Fourteen Years of Archaeological and Heritage Research in the Iringa Region, Tanzania

A new study details 67 sites spanning from the Early Stone Age to the recent past

May 22, 2020
Ulonge Korongo, with a typical pot shard scatter
Matunguu Korongo, and a cache of handaxes

The Iringa region of Tanzania is famous among archaeologists for the Acheulean site Isimila, and among historians as the stronghold where Chief Mkwawa led the Hehe resistance against German colonial forces in the 1890s. However, research over the past 14 years reveals that Iringa’s rich archaeological record is not limited to these two distant points in time, but spans the period from the Stone Age into the recent past. A new article published in African Archaeological Review summarizes the results of research by the Iringa Region Archaeological Project (IRAP). IRAP is based at the University of Alberta, Canada, under the direction of Dr.
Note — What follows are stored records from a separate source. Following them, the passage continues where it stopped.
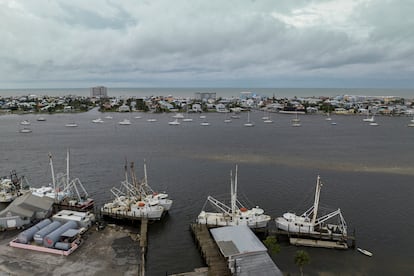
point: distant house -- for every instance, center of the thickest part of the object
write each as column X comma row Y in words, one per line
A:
column 123, row 108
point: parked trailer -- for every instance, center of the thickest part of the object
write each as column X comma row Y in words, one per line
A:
column 50, row 239
column 27, row 235
column 38, row 237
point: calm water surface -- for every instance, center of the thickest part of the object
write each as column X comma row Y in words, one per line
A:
column 367, row 172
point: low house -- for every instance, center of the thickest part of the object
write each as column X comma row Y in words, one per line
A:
column 245, row 253
column 24, row 210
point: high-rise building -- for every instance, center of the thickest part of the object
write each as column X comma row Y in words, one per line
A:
column 99, row 91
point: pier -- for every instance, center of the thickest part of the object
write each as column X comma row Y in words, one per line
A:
column 217, row 264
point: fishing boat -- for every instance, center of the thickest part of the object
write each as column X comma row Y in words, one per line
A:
column 124, row 122
column 25, row 130
column 296, row 121
column 131, row 200
column 64, row 190
column 310, row 224
column 235, row 214
column 365, row 252
column 11, row 187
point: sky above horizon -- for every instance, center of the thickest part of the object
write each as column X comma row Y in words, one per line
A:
column 234, row 43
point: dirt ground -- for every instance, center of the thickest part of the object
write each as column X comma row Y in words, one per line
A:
column 111, row 251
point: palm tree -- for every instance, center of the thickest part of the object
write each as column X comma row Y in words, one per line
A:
column 271, row 243
column 301, row 258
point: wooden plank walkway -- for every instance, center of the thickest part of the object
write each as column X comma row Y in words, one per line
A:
column 217, row 264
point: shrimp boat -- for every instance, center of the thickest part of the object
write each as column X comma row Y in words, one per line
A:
column 132, row 201
column 309, row 224
column 236, row 214
column 68, row 193
column 11, row 187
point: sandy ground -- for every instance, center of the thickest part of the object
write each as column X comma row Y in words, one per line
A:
column 111, row 251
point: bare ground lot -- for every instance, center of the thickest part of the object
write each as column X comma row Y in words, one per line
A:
column 110, row 251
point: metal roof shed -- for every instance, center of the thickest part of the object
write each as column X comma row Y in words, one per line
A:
column 246, row 254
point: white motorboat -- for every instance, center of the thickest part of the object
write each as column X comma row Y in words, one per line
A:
column 25, row 130
column 174, row 123
column 248, row 123
column 99, row 120
column 72, row 124
column 124, row 122
column 309, row 222
column 365, row 252
column 236, row 214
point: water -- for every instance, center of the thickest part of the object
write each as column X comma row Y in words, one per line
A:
column 220, row 92
column 367, row 172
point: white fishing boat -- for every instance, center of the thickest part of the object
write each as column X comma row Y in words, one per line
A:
column 235, row 214
column 72, row 124
column 310, row 224
column 174, row 123
column 365, row 252
column 248, row 123
column 98, row 120
column 25, row 122
column 129, row 201
column 296, row 121
column 11, row 187
column 178, row 115
column 25, row 130
column 124, row 122
column 64, row 190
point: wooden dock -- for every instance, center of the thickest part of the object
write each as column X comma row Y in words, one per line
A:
column 217, row 264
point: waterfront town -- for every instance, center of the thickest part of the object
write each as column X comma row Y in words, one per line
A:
column 207, row 102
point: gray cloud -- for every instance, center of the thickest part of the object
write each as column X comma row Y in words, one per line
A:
column 207, row 43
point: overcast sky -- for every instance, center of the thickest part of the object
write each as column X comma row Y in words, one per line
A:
column 209, row 43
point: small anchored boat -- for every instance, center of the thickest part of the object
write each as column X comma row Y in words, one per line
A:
column 365, row 252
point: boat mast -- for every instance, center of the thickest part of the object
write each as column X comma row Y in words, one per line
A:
column 145, row 172
column 317, row 194
column 53, row 172
column 67, row 167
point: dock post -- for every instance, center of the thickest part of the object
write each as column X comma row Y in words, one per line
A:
column 143, row 245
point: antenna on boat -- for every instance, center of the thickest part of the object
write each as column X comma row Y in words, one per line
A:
column 126, row 170
column 316, row 203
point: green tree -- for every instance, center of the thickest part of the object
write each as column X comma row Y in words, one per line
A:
column 271, row 243
column 301, row 258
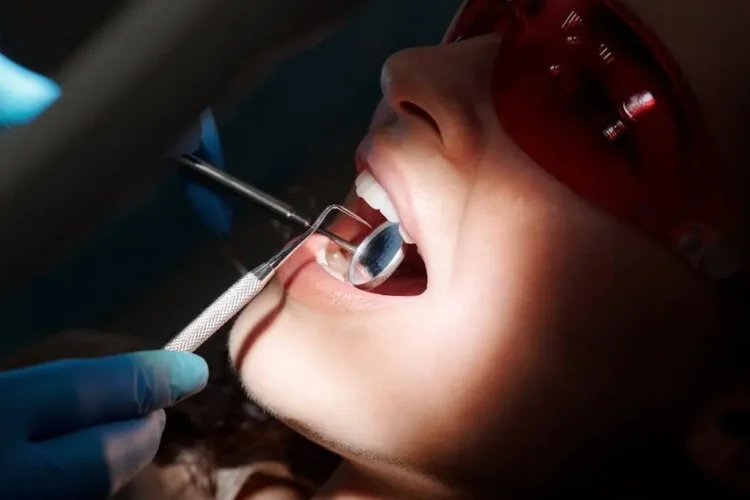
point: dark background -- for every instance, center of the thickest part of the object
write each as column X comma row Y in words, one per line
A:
column 153, row 266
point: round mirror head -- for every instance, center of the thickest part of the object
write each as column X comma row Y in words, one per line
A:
column 377, row 257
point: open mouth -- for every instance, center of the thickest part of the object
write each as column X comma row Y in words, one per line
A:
column 370, row 201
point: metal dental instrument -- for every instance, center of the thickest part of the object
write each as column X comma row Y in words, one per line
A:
column 377, row 257
column 373, row 261
column 231, row 302
column 217, row 176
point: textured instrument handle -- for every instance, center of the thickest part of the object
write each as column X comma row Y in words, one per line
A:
column 221, row 310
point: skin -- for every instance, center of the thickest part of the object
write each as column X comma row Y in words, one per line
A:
column 554, row 350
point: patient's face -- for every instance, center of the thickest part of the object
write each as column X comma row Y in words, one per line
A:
column 543, row 334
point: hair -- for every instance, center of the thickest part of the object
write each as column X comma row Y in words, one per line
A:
column 219, row 428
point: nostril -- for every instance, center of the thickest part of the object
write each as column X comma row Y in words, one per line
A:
column 419, row 112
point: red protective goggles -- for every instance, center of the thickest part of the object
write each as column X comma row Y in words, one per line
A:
column 594, row 98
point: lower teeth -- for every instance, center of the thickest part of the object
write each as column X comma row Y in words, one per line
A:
column 333, row 261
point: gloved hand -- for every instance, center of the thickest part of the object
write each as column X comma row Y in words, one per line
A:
column 24, row 95
column 82, row 429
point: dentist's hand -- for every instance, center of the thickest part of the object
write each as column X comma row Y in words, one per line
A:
column 82, row 429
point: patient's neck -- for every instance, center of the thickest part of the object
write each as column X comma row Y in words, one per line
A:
column 356, row 481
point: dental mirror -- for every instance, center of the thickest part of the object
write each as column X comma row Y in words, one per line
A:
column 377, row 257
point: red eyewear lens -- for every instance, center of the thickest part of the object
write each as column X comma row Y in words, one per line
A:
column 592, row 96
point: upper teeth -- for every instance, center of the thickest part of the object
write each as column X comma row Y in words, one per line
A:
column 374, row 195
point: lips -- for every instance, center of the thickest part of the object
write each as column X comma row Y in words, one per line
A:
column 314, row 276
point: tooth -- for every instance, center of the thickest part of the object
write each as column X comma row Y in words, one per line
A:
column 373, row 193
column 407, row 239
column 332, row 261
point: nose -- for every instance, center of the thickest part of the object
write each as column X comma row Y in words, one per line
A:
column 444, row 87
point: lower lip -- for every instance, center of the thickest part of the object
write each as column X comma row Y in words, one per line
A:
column 308, row 283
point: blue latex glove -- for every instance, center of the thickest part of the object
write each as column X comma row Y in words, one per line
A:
column 82, row 429
column 25, row 94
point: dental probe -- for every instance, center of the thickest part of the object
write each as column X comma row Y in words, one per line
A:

Pamela Willoughby. Dr. Jennifer Midori Miller of the Department of Archaeology, Max Planck Institute for the Science of Human History, is the lead author of the study.

Kihanga Korongo, with hammerstones

Since 2006, the IRAP team has recorded 67 sites, which only scratches the surface of the archaeological potential in the area. These sites, some of which were recorded in conjunction with local participants, have archaeological components characteristic of the Early, Middle, and Later Stone Age, the Iron Age, and the recent past. The scientists hope that this work inspires future research, tourism, and conservation efforts in the area.